An Egyptian appeals court on Monday upheld the jailing of three leading figures of the 2011 pro-democracy uprising, tightening a crackdown on secular activists opposed to the army-backed government
Last December, a court handed out three-year jail sentences to liberal activists Ahmed Maher, Ahmed Douma and Mohamed Adel, for protesting without permission and assaulting the police.
The verdict was the first under a law passed by the government in November that requires police permission for demonstrations. The case stemmed from protests called in defiance of the law.
Already pressing a crackdown against the Muslim Brotherhood movement of deposed president Mohamed Mursi, the authorities have arrested a number of secular activists in recent months for breaches of the protest law.
Critics see it as an attempt to stifle the kind of street activism common since the 2011 uprising that ousted autocrat Hosni Mubarak as the government proceeds with a new political transition plan.
“I was not expecting at all this sentence. I was certainly expecting it to be overturned. That’s very bad news,” said liberal activist Khaled Dawoud.

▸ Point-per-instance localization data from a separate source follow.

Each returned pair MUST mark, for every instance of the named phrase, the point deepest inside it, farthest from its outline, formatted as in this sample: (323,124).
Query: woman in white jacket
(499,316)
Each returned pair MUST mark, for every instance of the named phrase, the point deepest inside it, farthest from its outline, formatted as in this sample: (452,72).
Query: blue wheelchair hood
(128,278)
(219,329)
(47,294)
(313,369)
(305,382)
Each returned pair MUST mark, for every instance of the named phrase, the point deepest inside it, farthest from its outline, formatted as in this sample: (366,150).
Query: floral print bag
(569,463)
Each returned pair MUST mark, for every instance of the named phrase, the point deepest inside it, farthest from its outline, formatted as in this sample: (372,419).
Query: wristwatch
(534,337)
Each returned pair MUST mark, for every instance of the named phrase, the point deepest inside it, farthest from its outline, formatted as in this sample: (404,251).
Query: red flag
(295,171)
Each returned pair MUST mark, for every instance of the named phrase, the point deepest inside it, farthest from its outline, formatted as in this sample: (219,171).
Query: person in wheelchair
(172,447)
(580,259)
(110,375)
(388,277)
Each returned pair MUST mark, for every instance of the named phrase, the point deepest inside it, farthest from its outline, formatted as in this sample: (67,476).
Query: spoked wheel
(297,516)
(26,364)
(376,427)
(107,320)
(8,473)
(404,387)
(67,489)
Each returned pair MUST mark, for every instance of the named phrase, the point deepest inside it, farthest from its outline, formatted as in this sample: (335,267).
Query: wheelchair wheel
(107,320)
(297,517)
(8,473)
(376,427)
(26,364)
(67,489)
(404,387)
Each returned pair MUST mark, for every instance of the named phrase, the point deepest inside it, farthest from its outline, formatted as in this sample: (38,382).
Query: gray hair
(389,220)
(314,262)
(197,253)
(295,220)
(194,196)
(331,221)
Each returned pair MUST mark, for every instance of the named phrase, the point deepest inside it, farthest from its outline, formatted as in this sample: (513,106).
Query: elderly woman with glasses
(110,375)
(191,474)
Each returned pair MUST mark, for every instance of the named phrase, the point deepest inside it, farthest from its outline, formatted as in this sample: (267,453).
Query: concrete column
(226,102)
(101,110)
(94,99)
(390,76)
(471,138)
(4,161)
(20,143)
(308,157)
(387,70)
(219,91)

“That will definitely send a very negative signal to all the young people who supported the January (2011) revolution.”
Human rights activist Gamal Eid tweeted “Down Down the rule of injustice” in reaction to the verdict.
Abdel Fattah al-Sisi, the general who toppled Mursi last July following mass protests against his rule, is expected to easily win a presidential election next month.
Sisi’s supporters see him as a decisive figure who can bring stability. Islamist and secular opponents say he has helped turned Egypt into a police state again.